Habertürk
    Takipde Kalın!
      Günlük gelişmeleri takip edebilmek için habertürk uygulamasını indirin
        Sesli Dinle
        0:00 / 0:00

        Millet İttifakı’nın Cumhurbaşkanı Adayı ve CHP Genel Başkanı Kemal Kılıçdaroğlu, dün Meclis’te heyecanlı ve kalabalık bir partili grubu tarafından coşkulu karşılandı. CHP’nin grup toplantısında ise gelinen süreçte mutlu ve gururlu partililer vardı.

        Kılıçdaroğlu, grup toplantısında bir veda konuşması yaptı. Millet İttifakı’nın bütün liderlerine tek tek teşekkür etti. İstanbul Büyükşehir Belediye Başkanı Ekrem İmamoğlu ile Ankara Büyükşehir Belediye Başkanı Mansur Yavaş’ı da unutmadı.

        Kısa bir konuşma yapan Kılıçdaroğlu, "Grup kürsümüze, bu kürsüye veda etmek için bugün buradayım. Bu satırları kaleme almak benim için hiç de kolay olmadı. Tüm yaşanmışlıklarımızı arkada bırakarak bu kürsüye veda etmek pek kolay olmuyor” dedi.

        CHP grup salonu ve kürsünün kendisinin evi, milletvekillerinin de yol arkadaşı olduğunu belirten Kılıçdaroğlu, “Size son kez bu kürsüden bakmak istiyorum; hoş geldiniz, şeref, onur verdiniz" dedi.
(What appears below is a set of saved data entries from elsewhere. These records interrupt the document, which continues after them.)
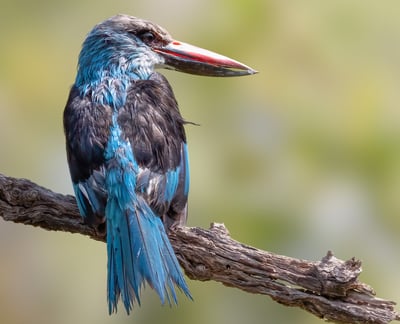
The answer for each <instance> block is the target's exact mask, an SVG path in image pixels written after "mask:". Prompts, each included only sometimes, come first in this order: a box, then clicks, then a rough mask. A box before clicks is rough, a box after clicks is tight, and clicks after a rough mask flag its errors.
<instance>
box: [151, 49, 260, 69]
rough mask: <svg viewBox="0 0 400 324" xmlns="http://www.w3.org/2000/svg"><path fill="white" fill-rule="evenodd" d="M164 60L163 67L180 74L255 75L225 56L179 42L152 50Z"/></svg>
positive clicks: (240, 63) (249, 68)
mask: <svg viewBox="0 0 400 324" xmlns="http://www.w3.org/2000/svg"><path fill="white" fill-rule="evenodd" d="M153 50H154V51H155V52H157V53H158V54H160V55H161V56H162V57H163V58H164V66H165V67H166V68H169V69H174V70H177V71H181V72H186V73H191V74H198V75H205V76H219V77H228V76H241V75H249V74H255V73H257V71H255V70H253V69H252V68H251V67H248V66H246V65H244V64H242V63H240V62H238V61H235V60H232V59H230V58H228V57H226V56H223V55H220V54H217V53H214V52H211V51H208V50H205V49H202V48H199V47H196V46H193V45H189V44H185V43H182V42H179V41H172V42H170V43H169V44H167V45H165V46H162V47H157V48H153Z"/></svg>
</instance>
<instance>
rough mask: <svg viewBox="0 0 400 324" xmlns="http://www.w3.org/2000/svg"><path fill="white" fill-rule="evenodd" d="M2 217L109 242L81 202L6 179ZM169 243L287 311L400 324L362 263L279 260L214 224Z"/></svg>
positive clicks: (336, 321)
mask: <svg viewBox="0 0 400 324" xmlns="http://www.w3.org/2000/svg"><path fill="white" fill-rule="evenodd" d="M0 216H1V217H2V218H3V219H4V220H6V221H12V222H16V223H23V224H26V225H33V226H39V227H42V228H44V229H47V230H53V231H65V232H71V233H79V234H83V235H87V236H89V237H90V238H92V239H95V240H99V241H104V235H102V234H101V233H99V232H97V231H96V230H95V229H94V228H92V227H89V226H87V225H85V224H84V223H83V222H82V219H81V217H80V216H79V212H78V208H77V206H76V203H75V199H74V197H73V196H70V195H62V194H59V193H55V192H52V191H51V190H48V189H46V188H43V187H41V186H38V185H37V184H35V183H32V182H31V181H29V180H25V179H16V178H11V177H7V176H4V175H2V174H0ZM169 237H170V240H171V243H172V246H173V248H174V250H175V252H176V254H177V257H178V259H179V261H180V263H181V265H182V267H183V269H184V270H185V273H186V275H187V276H188V277H189V278H191V279H192V280H200V281H206V280H214V281H218V282H221V283H223V284H224V285H226V286H229V287H234V288H238V289H241V290H243V291H245V292H248V293H253V294H262V295H268V296H270V297H271V298H272V299H273V300H275V301H277V302H278V303H280V304H283V305H286V306H296V307H300V308H302V309H304V310H306V311H308V312H310V313H312V314H314V315H316V316H318V317H320V318H323V319H325V320H329V321H334V322H339V323H389V322H391V321H395V320H396V321H399V320H400V314H399V313H398V312H397V311H396V310H395V309H394V305H395V304H396V303H395V302H392V301H387V300H384V299H380V298H377V297H375V292H374V291H373V289H372V288H371V287H370V286H368V285H367V284H365V283H362V282H360V281H359V280H358V276H359V275H360V273H361V271H362V270H361V262H360V261H358V260H356V259H355V258H353V259H350V260H347V261H342V260H340V259H338V258H336V257H335V256H333V254H332V253H331V252H328V253H327V255H326V256H324V257H323V258H322V259H321V260H320V261H307V260H300V259H295V258H291V257H287V256H282V255H277V254H274V253H271V252H268V251H262V250H260V249H256V248H254V247H251V246H248V245H245V244H243V243H240V242H238V241H235V240H234V239H232V238H231V237H230V235H229V232H228V230H227V229H226V228H225V226H224V225H223V224H212V225H211V228H210V229H202V228H189V227H178V228H176V229H174V230H173V231H171V232H170V233H169Z"/></svg>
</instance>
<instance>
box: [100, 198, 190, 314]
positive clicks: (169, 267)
mask: <svg viewBox="0 0 400 324" xmlns="http://www.w3.org/2000/svg"><path fill="white" fill-rule="evenodd" d="M109 204H110V205H108V206H107V207H108V211H109V212H111V214H114V213H119V216H118V217H113V219H112V220H111V221H110V219H108V220H107V251H108V281H107V282H108V307H109V312H110V313H112V312H114V311H116V310H117V303H118V299H119V296H121V298H122V301H123V303H124V306H125V309H126V311H127V313H128V314H129V312H130V311H131V309H132V307H133V305H134V304H135V302H137V303H138V304H139V305H140V290H141V288H142V286H144V285H145V282H146V281H147V283H148V284H149V285H150V286H151V287H152V288H153V289H154V290H155V291H156V292H157V293H158V295H159V296H160V299H161V302H162V303H163V304H164V303H165V301H168V303H169V304H171V303H172V302H173V303H175V304H176V303H177V298H176V294H175V289H174V285H177V286H178V288H180V289H181V290H182V291H183V292H184V293H185V294H186V295H187V296H189V297H190V292H189V289H188V287H187V285H186V282H185V280H184V278H183V275H182V272H181V269H180V266H179V263H178V260H177V259H176V256H175V254H174V251H173V249H172V247H171V244H170V242H169V240H168V237H167V234H166V232H165V229H164V225H163V224H162V222H161V219H160V218H159V217H157V216H155V215H154V213H153V212H152V210H151V209H150V208H149V207H148V205H147V203H146V202H145V201H144V200H142V199H141V198H140V197H138V201H137V203H135V204H133V205H132V207H129V208H127V209H126V210H124V211H121V210H119V209H120V208H119V207H120V206H118V201H112V202H111V201H109Z"/></svg>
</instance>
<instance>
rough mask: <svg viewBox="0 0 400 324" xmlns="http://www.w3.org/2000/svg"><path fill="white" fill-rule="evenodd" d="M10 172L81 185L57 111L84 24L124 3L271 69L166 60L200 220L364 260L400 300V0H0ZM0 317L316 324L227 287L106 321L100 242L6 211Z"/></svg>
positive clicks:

Bu sözleri söylerken duygulanan Kılıçdaroğlu’nun gözleri doldu.

        Gazeteci olarak Millet İttifakı’nın cumhurbaşkanı adayından ilk demecimi almam ve merak edilen bazı konularda sorularımı yöneltmek amacıyla Kılıçdaroğlu ile Meclis’teki makam odasında görüştük. Kendisine ilk sorum, “Meclis’e ve parti grubunuza niçin veda ettiniz?” oldu. Kılıçdaroğlu, “Doğru olan budur. Ben sadece CHP’nin ya da CHP’ye gönül vermiş olanların değil, beni aday gösteren bütün partilerin ve her kesimden, her renkten bütün vatandaşlarımızın cumhurbaşkanı olacağım. Parti rozetimi bunun için çıkardım” dedi.

        REKLAM

        “Bundan sonra grup toplantılarına katılmayacak mısınız?” diye sorduğumda ise, “Evet, artık grup toplantılarına katılmayacağım” yanıtını verdi.

        SÜREÇ TAMAMLANINCA İSTİFA

        Altılı Masa toplantılarının önemli gündem maddelerinden olan, cumhurbaşkanının, partisinden istifa edip etmeyeceği konusunu da kendisine sordum. Kılıçdaroğlu, bu konuda da karar alındığını, parlamenter sisteme geçiş sürecinin tamamlanması ile birlikte CHP genel başkanlığından ayrılacağını söyledi. İYİ Parti’nin bu konuda ısrarı vardı. Anladığım kadarıyla Kılıçdaroğlu’nun bu konudaki tavrı net. Geçiş sürecinden sonra partisiyle bağı kalmayacak.

        ÇANKAYA KÖŞKÜ’NE TAŞINACAK

        Daha önce ifade ettiği gibi cumhurbaşkanı seçildiğinde çalışmalarını nereden yürüteceğini, nerede oturacağını sorduğumda Kılıçdaroğlu, “Çankaya Köşkü’ne çıkacağız” yanıtını verdi. Kılıçdaroğlu, “Cumhurbaşkanlığı Külliyesi’ni kullanmayacak mısınız? Orası ne olarak kullanılacak?” diye sorduğumda, “Onun için bir formül, bir çözüm buluruz. Onu zamanı geldiğinde düşünürüz” yanıtını verdi.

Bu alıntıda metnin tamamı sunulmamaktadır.